Ao concluir o estudo, o caxiense principiou sua vida profissional como operador metalúrgico profissional, lutando pelos direitos dos trabalhadores, levando-o a liderança sindical. Devido a força da ditadura da época, ao participar de uma passeata em defesa da democracia, perdeu o cargo de presidente.

Conhecendo cada vez mais a dificuldade dos desempregados, aposentados e trabalhadores, Paim passou cada vez mais a se envolver com o movimento sindical, tornando-se presidente do Sindicado dos Metalúrgicos de Canoas, da Central Estadual de Trabalhadores e Secretário Geral e Vice-Presidente da CUT Nacional.

Em 1986, foi eleito deputado federal para dar prosseguimento a sua luta pelos direitos da população, sendo o parlamentar mais votado da região Sul do país. Foi reeleito por quatro mandatos. A luta da Assembleia Nacional Constituinte foi um dos marcos de sua história. Em 2003 assumiu a vaga de senador, sendo eleito com mais de dois milhões e cem mil votos. Atuou como vice-presidente da Casa por dois anos e no biênio 2007/2008 assumiu a presidência da Comissão de Direitos Humanos (CDH).

Em oito anos de Senado apresentou mais de mil propostas. Todas elas nasceram de um olhar atento à sua gente e se transformaram em ideias colocadas no papel, como se estivessem fecundando a terra, na esperança da colheita. É autor de várias leis, entre elas a Lei do Estatuto do Idoso (10.741/03) e da Lei 9.459/97, que prevê que crimes de racismo sejam inafiançáveis.

Em 2014, foi considerado o segundo senador mais atuante do país, recebendo o Prêmio Congresso em Foco. De acordo com o Departamento Intersindical de Assessoria Parlamentar (Diap), Paim é um dos “Cabeças do Congresso”, único parlamentar a figurar em todas as edições e com nota 10. Segundo o ranking do site Atlas Político, idealizado por dois doutores de Harvard, o senador aponta como o melhor do país.

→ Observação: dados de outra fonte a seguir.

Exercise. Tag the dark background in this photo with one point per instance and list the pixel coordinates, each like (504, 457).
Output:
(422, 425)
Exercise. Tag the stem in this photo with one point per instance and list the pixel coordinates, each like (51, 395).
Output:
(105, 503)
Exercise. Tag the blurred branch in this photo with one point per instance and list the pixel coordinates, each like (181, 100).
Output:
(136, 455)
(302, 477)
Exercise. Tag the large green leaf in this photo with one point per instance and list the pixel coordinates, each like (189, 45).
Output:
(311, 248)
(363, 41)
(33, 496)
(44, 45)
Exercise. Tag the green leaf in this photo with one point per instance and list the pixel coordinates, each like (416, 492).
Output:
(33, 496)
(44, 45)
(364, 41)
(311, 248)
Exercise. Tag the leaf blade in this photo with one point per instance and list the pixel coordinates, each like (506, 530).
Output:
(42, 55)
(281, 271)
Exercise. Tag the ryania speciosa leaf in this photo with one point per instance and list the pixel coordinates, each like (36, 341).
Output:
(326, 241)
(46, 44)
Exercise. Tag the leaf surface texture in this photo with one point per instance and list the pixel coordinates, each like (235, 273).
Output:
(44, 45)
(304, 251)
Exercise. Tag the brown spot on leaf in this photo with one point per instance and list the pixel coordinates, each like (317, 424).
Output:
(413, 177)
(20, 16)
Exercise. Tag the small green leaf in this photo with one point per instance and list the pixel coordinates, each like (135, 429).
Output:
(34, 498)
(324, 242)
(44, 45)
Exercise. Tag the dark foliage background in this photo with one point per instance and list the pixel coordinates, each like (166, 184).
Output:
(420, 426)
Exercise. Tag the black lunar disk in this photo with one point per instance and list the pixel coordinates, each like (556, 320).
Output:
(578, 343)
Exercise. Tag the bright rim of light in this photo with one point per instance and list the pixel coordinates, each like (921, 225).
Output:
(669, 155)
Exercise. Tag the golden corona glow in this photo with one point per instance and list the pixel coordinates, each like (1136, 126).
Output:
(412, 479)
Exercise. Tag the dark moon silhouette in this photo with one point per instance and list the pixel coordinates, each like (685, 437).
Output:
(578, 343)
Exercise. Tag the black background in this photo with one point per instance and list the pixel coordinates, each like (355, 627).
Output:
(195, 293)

No último dia 6, o senador lançou, na 62ª edição da Feira do Livro de Porto Alegre, o exemplar intitulado “O martelo, a pedra e o fogo”. A obra fala sobre democracia, liberdade e cidadania, onde o Martelo representa a democracia, a liberdade, a justiça, a igualdade, o voto, a Constituição cidadã de 1988 – uma das cartas sociais mais avançadas do mundo; a Pedra representa as “Pelejas” do Brasil: saúde, educação, infraestrutura, ciência e tecnologia, emprego e renda. Que país queremos? Que nação sonhamos?; E o fogo representa todos os brasileiros e brasileiras, mulheres e homens, de norte a sul, das cidades, dos campos, das florestas e do litoral. “Somente com o povo mobilizado, garganta rouca e bandeiras ao vento é que vamos mudar o Brasil”, declarou o senador em seu exemplar.